# Millie



## Melly (Mar 5, 2012)

Hi 

I'm new to the forums so I thought I would post some pictures of my Millie. She is 8 months old 

Enjoy!


----------



## sarahbear (Feb 13, 2012)

AWWWWWW she is too cute!  And welcome=)


----------



## Rainy (Jul 27, 2011)

Awe, welcome to you and Millie. She's gorgeous.


----------



## vasogoma (Feb 25, 2012)

Welcome  Hope you enjoy it here. She is adorable


----------



## raerysdyk (Oct 21, 2011)

Welcome!  I love the name, and Millie is adorable too! Can't wait for more pics and stories!


----------



## Melly (Mar 5, 2012)

Thanks everyone! So lovely to see everyones hedgehogs, they're so cute! 
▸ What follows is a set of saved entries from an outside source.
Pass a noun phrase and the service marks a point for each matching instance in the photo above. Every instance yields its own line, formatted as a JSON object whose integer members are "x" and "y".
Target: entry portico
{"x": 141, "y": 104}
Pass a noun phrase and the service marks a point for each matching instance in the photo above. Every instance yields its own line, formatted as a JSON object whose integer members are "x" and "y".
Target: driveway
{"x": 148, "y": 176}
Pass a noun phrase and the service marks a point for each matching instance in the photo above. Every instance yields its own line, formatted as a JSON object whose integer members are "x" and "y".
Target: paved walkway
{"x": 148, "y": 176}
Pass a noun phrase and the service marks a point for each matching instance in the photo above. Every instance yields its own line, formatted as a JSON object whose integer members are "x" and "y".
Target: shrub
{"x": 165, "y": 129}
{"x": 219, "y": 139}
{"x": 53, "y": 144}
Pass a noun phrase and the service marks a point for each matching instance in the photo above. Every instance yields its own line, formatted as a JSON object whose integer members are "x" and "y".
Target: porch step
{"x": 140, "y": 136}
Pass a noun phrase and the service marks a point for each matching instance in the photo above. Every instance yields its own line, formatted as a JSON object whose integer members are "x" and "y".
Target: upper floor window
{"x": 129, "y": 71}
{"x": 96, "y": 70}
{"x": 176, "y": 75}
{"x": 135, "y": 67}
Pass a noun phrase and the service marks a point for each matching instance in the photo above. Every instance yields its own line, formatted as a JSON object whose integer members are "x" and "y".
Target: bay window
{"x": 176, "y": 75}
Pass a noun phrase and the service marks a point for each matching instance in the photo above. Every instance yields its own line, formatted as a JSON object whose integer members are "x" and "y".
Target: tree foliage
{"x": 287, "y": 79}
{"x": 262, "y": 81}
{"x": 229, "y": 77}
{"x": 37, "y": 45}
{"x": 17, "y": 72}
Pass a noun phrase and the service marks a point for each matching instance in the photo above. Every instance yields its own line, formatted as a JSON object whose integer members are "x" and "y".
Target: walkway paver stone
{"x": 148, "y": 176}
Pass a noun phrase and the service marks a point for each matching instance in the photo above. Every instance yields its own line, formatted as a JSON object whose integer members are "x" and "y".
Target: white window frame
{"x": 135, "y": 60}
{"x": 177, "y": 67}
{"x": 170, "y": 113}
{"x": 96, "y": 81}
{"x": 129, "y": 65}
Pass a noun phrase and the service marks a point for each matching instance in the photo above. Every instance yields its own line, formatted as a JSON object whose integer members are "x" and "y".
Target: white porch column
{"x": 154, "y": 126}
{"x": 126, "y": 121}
It's also nice to be able to speak about hedgehogs. Most people I will speak to at first about my hedgie will say "huh? You have a hedgehog? Why would you want one!"


----------



## pink-ster (Mar 3, 2012)

yeah.. when I told people I was getting one they said they were 'disgusting filthy creatures.' - ___ - 

thank goodness we have this website!


----------



## Draenog (Feb 27, 2012)

Welcome! And Millie is a cutie.


----------



## wendyp (Feb 29, 2012)

Millie is a cootie patootie! I am also glad I found this forum because most of my friends had the same reaction--"Why?" Well, now they all wonder when is a good time to come over to see Miss Hilda


----------



## jerseymike1126 (Jan 20, 2011)

Melly said:


> Thanks everyone! So lovely to see everyones hedgehogs, they're so cute!
> 
> It's also nice to be able to speak about hedgehogs. Most people I will speak to at first about my hedgie will say "huh? You have a hedgehog? Why would you want one!"


"did you name him sonic?"
or
"is that like a porcupine?"


----------



## ThePliny (Jun 3, 2010)

Millie is a doll! 
People didn't think I was too crazy for getting a hedgehog; most of my friends think Pliny is pretty darn cute, but I am sure they wonder why I love him quite as much as I do! :lol:


----------



## Melly (Mar 5, 2012)

Thank you! 

To be honest it took a lot of convincing to get my partner to agree to having a hedgehog, I was on at him for months! When we eventually went to see her and took her, he fell in love straight away


----------



## shetland (Sep 2, 2008)

How could you not love little Miss Millie!!!


----------



## Melly (Mar 5, 2012)

Millie went outside to play on the grass today, it was her first time and she had a lot of fun!

here are some pictures 



Millie and her dad



Running around exploring


----------



## vasogoma (Feb 25, 2012)

I love these pics! You have no idea how much I would love to be able to take Agatha to somewhere with grass on of these days


----------



## shetland (Sep 2, 2008)

Millie, you are so pretty!


----------



## Melly (Mar 5, 2012)

Here's a very recent photo of you guys, this is me and Millie tonight


----------